Today’s safety issues, however, are less obviously generated, existing in a relatively refined environment of aviation and medical operational specialties and stemming from what must be described as a widened pattern of somewhat complex human cause factors. The AAMS Conference at the end of 2002 was treated to a meaningfully helpful analysis of poor safety performance statistics at that time, developed by the University of Chicago’s Aeromedical Network, and UCAN was able to isolate the following realities, which continue as accepted elements in safety performance today:

•Takeoffs and landings, or departure and terminal flight segments, have traditionally been envisioned as the most dangerous flight mission phases, but it turns out that en-route phases, over the years, are statistically more dangerous. Even though we understand that en-route phases are artificially weighted in significance by their consumption of more raw time in any mission profile than other flight phases, it would seem that static cruising flight in helicopters should be relatively uneventful. Yet 36 percent of major accidents occur in this phase, eclipsing departure segments, destination maneuvering and scene operations. Cruise flight, it turns out, is the flight phase during which most POOR OPERATIONAL DECISIONS are made.


• Night flying is more dangerous in EMS helicopter aviation than daylight operations. As a consistently evident general statistic, less than 40 percent of all flights are accomplished at night, yet more than 50 percent of recorded accidents occur in darkness. Of accidents eventually classified as weather related, more than 85 percent occur as night operations.

• Human errors and deficient personnel performance factors, especially for pilots, are involved in nearly 80 percent of all mishaps. Chief among these human failings is faulty in-flight decision making; the dominant example of which entails incorrect decisions to continue into deteriorating weather, often driven by the perception of mission urgency. Disregard for program weather minimums before takeoff is far less a problem than the temptation to press on during en-route phases when weather can actively deteriorate. Accordingly, IFR qualification and competency, so that recovery from inadvertently encountered weather can be reliably accomplished, is shown to be irreplaceably valuable to safe EMS flight operations, as is regular program review of correct prioritization between mission urgency and conservative aviation discipline.

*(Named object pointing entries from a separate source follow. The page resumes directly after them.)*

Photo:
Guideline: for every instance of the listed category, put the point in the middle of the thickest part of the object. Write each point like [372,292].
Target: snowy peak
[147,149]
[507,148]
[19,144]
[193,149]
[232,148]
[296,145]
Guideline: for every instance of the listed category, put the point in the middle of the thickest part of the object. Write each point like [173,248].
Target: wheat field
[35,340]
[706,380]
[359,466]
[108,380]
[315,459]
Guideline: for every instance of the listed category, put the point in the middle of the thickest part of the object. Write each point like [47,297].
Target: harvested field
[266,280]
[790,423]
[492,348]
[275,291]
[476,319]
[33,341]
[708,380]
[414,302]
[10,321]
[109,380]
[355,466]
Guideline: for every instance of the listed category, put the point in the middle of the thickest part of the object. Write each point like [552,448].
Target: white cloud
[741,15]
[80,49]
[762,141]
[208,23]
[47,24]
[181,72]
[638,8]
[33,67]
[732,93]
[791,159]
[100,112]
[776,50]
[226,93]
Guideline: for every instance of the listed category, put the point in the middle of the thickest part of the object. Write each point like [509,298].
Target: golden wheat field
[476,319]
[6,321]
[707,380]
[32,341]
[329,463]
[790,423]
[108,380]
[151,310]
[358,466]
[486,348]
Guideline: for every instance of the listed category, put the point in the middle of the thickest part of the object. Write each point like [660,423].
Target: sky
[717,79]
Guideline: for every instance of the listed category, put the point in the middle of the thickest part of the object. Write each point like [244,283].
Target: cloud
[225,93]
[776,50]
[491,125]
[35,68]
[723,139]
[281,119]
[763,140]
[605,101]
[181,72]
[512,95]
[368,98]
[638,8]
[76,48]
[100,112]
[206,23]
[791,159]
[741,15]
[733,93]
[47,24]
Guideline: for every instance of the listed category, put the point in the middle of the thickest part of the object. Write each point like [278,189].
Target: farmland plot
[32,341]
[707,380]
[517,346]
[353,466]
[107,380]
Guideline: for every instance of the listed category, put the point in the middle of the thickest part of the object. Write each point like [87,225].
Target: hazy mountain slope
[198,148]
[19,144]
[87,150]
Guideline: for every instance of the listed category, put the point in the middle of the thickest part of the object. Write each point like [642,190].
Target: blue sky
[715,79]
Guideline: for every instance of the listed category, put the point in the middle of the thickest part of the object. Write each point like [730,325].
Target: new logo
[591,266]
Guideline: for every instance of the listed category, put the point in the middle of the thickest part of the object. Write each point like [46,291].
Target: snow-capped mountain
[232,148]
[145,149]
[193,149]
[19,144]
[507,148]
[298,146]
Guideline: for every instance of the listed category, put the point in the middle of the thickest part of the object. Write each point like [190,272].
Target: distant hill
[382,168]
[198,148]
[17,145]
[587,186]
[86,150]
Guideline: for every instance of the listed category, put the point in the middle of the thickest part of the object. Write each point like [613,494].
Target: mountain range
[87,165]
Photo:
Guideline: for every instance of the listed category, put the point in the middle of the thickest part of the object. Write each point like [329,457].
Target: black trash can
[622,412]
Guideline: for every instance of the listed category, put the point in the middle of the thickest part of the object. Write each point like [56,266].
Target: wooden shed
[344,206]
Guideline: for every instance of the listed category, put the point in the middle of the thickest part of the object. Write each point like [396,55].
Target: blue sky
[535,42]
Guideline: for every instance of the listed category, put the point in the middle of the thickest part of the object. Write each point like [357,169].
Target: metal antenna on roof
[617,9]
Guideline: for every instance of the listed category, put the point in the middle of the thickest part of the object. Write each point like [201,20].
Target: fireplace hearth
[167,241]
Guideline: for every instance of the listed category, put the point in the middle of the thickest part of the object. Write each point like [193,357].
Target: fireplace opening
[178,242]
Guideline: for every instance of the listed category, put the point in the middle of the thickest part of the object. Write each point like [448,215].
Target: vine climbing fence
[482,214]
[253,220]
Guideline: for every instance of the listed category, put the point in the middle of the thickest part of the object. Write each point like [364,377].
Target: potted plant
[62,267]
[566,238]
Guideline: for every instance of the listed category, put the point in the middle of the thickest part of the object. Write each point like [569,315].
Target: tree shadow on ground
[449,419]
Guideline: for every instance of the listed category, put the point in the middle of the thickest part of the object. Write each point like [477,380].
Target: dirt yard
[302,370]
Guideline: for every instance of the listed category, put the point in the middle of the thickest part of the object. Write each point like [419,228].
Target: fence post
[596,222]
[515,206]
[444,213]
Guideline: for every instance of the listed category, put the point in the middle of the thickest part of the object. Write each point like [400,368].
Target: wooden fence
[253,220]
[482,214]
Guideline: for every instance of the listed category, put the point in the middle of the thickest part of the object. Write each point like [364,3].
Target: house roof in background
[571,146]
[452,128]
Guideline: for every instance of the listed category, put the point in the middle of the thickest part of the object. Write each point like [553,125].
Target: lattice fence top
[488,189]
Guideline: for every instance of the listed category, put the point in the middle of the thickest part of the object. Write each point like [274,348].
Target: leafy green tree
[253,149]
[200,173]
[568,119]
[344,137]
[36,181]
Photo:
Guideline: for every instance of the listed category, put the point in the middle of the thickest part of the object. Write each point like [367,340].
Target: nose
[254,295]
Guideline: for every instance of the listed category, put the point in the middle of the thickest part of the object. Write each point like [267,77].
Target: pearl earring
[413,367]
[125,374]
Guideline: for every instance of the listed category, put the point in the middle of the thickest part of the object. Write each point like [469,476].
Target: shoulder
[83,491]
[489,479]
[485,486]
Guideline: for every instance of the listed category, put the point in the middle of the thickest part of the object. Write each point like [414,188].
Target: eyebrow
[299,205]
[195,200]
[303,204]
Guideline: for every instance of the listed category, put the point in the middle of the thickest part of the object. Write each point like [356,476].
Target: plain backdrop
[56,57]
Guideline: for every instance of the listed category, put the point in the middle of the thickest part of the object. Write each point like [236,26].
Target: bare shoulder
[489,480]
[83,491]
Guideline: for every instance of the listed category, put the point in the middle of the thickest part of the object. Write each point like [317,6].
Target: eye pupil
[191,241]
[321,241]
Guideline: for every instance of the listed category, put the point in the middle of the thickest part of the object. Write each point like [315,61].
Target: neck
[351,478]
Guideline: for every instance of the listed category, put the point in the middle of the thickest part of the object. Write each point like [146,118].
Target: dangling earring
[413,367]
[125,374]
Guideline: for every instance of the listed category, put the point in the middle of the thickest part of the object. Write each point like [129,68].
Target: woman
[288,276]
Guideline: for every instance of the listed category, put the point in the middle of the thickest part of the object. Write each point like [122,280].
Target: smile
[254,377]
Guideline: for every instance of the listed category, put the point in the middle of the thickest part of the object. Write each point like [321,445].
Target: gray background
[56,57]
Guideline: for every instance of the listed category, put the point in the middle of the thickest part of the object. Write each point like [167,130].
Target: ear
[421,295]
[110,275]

• Pilot experience levels are a clearly identifiable factor. Surprisingly, relatively junior pilots, below 3,000 hours of flight experience, and relatively senior pilots, having recorded over 6,000 hours, are statistically less accident-prone than those middle seniority pilots of between 3,000 hours and 6,000 hours. (Most Vietnam-era pilots, traditionally comprising the majority of EMS operations in years past, usually show more than 6,000 hours of experience. That group, interestingly, will be concluding its participation over the next few years, a math reality that is certain to affect fleet average pilot experience levels.)

• Crew coordination demands, to include multiple radio use workload, traffic avoidance in high density airspace, and task interruption due to frequently required multi-tasking, particularly when compounded by marginal weather and poor visibilities, can compromise safety margins dramatically. Recently introduced technological innovations, such as NVG equipment, can provide improved safety performance in peripheral ways, but these additions to the working environment also represent ancillary layers of operational complexity, along with increased opportunity for distraction from fundamental decision-making, and they cannot eliminate the most dangerous elements that continue to contaminate EMS safety performance.

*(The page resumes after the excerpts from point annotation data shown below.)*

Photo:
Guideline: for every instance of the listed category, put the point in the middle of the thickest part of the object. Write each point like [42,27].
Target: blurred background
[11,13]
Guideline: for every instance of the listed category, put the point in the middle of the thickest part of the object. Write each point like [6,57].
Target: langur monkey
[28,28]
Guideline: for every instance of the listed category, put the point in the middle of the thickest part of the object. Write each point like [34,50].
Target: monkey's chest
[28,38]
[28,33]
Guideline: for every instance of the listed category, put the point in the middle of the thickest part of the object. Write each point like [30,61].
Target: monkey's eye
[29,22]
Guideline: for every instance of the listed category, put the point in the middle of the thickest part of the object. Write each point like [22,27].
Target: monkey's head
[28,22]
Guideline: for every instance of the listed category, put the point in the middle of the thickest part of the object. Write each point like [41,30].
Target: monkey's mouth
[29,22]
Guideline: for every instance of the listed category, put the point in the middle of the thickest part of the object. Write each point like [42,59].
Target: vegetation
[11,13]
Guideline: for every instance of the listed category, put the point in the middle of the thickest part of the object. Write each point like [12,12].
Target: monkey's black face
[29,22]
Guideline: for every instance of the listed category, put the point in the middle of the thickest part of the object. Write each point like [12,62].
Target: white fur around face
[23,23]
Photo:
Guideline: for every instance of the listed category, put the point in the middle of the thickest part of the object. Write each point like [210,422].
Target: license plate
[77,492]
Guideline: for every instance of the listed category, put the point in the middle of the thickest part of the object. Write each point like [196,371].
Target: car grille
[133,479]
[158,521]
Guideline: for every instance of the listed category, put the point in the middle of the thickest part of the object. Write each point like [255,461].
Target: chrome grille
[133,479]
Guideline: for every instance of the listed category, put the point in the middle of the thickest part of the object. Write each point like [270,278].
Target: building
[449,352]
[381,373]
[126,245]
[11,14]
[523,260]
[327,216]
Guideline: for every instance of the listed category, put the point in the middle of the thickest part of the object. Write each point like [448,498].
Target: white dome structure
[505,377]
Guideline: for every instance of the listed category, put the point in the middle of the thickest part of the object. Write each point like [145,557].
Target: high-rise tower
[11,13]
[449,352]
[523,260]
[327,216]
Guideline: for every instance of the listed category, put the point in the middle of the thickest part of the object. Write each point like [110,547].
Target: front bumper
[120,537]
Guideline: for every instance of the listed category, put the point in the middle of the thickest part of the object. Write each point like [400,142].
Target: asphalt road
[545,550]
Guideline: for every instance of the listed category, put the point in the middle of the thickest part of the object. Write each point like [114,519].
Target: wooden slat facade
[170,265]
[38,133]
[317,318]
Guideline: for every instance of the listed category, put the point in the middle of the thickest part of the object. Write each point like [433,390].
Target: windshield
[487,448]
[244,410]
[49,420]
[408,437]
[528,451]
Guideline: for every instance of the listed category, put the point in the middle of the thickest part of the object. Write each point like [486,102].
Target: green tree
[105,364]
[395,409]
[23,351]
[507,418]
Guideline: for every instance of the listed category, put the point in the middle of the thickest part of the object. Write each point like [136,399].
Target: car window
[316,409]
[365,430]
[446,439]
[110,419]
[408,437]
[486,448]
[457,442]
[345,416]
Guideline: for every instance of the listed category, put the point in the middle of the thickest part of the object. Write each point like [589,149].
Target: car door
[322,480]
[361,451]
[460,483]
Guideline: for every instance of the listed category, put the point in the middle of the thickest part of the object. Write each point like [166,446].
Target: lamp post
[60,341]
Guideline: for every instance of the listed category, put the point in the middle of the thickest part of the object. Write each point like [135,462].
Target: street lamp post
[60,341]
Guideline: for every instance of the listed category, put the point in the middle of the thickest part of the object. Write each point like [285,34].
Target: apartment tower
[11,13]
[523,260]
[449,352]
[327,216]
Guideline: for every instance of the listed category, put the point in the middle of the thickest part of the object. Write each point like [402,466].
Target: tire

These days we are not seeing the horrific accident rates which plagued EMS helicopter operations during the early 1980s, nor are we enjoying the relatively safe halcyon days of the middle 1990s, when EMS activities had matured and the number of substantively experienced participants matched the volume demands of the time. Our safety challenge today consists mainly of hiring, training and correctly using high quality pilots, who can deliver superior judgment and effective leadership.